Calmness of Eternity
Image: Yevhen Samuchenko/RPS

 

The high-mountain lake Gosaikunda in the Himalayas, Nepal, with the Milky Way overhead. The galaxy is thought to span for up to 200,000 light years.

 

Safety Corona
Image: Richard Germain/RPS

 

A safety pin connected to a high-tension AC generator, creating a corona glow around the pin. The camera did not actually capture light reflected on the pin but rather the light emitted by the ionized air around it.

 

NGC7000 North American Nebula
Image: Dave Watson/RPS

 

The North America Nebula, a giant emission nebula – formed of ionized gases – in the constellation of Cygnus.

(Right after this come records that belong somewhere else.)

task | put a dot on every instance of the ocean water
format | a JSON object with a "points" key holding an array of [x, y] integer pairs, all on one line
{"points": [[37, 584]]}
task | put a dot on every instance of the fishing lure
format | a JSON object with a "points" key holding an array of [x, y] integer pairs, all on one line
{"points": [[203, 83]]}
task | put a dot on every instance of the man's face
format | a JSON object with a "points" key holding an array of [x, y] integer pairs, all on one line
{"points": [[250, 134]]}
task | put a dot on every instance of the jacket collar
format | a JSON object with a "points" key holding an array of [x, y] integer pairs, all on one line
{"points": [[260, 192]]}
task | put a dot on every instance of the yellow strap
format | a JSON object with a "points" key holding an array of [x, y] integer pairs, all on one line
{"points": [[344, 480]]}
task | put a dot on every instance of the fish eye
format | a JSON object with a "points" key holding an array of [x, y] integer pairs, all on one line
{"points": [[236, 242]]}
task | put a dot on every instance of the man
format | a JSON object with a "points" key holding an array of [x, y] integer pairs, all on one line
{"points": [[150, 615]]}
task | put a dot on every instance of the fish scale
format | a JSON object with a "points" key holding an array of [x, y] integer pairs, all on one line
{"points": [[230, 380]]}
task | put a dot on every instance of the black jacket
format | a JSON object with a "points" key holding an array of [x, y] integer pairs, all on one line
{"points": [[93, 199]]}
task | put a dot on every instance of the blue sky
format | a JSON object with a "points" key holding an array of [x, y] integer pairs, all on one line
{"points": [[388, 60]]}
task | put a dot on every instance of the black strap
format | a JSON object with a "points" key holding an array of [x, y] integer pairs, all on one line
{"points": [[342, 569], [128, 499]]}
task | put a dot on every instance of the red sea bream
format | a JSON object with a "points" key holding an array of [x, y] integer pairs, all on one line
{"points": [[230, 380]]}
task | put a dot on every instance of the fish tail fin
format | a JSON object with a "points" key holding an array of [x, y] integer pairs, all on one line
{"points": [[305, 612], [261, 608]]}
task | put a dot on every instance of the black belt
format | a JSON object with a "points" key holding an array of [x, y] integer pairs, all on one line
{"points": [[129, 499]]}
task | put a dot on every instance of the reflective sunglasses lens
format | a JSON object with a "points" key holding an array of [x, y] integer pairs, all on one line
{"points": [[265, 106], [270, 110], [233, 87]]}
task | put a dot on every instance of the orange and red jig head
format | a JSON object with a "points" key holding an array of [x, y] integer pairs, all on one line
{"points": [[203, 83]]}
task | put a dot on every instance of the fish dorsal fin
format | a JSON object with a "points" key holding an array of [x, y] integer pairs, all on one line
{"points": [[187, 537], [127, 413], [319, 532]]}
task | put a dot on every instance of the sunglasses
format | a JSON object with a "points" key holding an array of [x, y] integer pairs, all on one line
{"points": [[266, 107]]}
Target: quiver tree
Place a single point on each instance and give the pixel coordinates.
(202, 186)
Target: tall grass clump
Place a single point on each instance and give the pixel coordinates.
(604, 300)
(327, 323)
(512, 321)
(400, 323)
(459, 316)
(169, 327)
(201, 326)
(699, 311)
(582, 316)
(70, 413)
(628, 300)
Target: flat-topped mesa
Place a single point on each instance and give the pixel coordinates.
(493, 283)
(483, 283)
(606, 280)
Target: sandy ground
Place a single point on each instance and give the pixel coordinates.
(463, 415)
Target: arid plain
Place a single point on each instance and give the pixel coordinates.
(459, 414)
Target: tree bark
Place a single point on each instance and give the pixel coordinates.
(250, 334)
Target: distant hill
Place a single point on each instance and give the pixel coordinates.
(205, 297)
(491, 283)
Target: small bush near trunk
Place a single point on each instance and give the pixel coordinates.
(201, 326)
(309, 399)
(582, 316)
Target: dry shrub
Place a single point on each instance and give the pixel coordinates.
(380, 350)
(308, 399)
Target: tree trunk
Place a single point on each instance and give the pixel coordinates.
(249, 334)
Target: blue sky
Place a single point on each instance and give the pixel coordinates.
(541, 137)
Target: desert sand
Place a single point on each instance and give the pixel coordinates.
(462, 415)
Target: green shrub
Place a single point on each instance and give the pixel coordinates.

Its shape is the continent of North America, complete with the Gulf of Mexico.

 

Lovell Telescope
Image: Marge Bradshaw/RPS

 

Inside the Lovell Telescope – a machine that helps us in our quest to understand space and time – at Jodrell Bank Observatory, northwest England. This image shows the wear on the telescope’s structure.

 

Upside down Jellyfish (Cassiopea xamachana)
Image: Mary Anne Chilton/RPS

 

This species doesn't swim, but instead pulses up and down in the water. Its diet includes sea plankton, and its colouration comes from the algae in the water.